September 22, 2008 Plans announced by Kawasaki Heavy Industries could see a new record set for high-speed trains in Japan. The design for the rail vehicle dubbed the “Environmentally Friendly Super Express Train” (efSET) is expected to be completed by the end of 2009 and its promised operating speed has been pitched around the 217mph (350 kmh) mark, quicker than the fastest trains currently operating on the country's high-speed Shinkansen network which clock around 188mph (300kmh).
There's not much detail accompanying the announcement of the concept, but according to the company release the new design will focus on aerodynamics, reduced body-weight, energy-savings through regenerative braking systems and enhanced passenger comfort using active damping technology to smooth the ride as well as providing a high-level of sound insulation and panoramic views through the adoption of large windows.

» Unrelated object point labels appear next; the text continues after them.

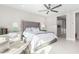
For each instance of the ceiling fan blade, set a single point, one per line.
(54, 11)
(46, 6)
(49, 6)
(57, 6)
(42, 10)
(47, 12)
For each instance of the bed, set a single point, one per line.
(38, 41)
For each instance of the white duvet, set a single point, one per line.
(37, 39)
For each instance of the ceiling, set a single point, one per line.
(34, 8)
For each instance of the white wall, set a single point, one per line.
(51, 22)
(70, 24)
(10, 15)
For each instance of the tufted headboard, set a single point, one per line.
(26, 24)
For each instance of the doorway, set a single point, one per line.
(77, 26)
(61, 26)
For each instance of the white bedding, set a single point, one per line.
(38, 38)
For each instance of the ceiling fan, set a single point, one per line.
(50, 8)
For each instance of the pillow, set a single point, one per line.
(28, 29)
(35, 30)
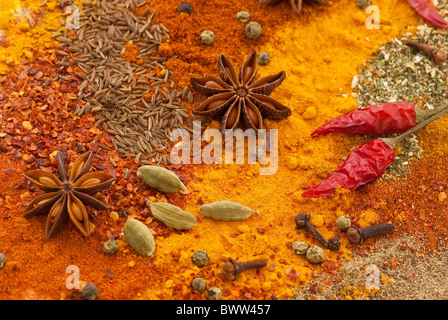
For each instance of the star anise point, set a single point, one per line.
(65, 195)
(236, 97)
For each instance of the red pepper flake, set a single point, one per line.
(437, 184)
(394, 262)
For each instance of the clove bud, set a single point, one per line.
(231, 269)
(436, 55)
(358, 235)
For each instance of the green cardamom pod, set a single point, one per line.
(161, 179)
(226, 210)
(139, 237)
(172, 215)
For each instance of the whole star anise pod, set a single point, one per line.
(234, 95)
(296, 5)
(66, 196)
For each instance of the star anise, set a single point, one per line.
(66, 196)
(235, 95)
(296, 5)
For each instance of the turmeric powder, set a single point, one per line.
(22, 30)
(319, 67)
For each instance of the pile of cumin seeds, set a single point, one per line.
(128, 97)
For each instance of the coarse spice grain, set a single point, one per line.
(169, 273)
(126, 85)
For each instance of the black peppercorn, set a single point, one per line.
(334, 243)
(185, 7)
(89, 292)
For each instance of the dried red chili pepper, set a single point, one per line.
(365, 163)
(392, 117)
(428, 12)
(388, 118)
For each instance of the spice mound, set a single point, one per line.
(67, 195)
(238, 98)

Kawasaki also hopes to export the new design to the world's growing network of high-speed railways, noting that several countries including the United States, Brazil, Russia, India and Vietnam have plans for new high-speed railway construction projects totally approximately 10,000 km in the next 20 years.
The final stage of design verification for the new train is timetabled for completion in March 2010.
The world's fastest train is the French TGV which set a 356 mph benchmark during testing in 2007 (to see what a train going this fast looks like see this video at metacafe). Both the TGV's and the German ICE trains operate at commercial speeds of 186 - 198 mph.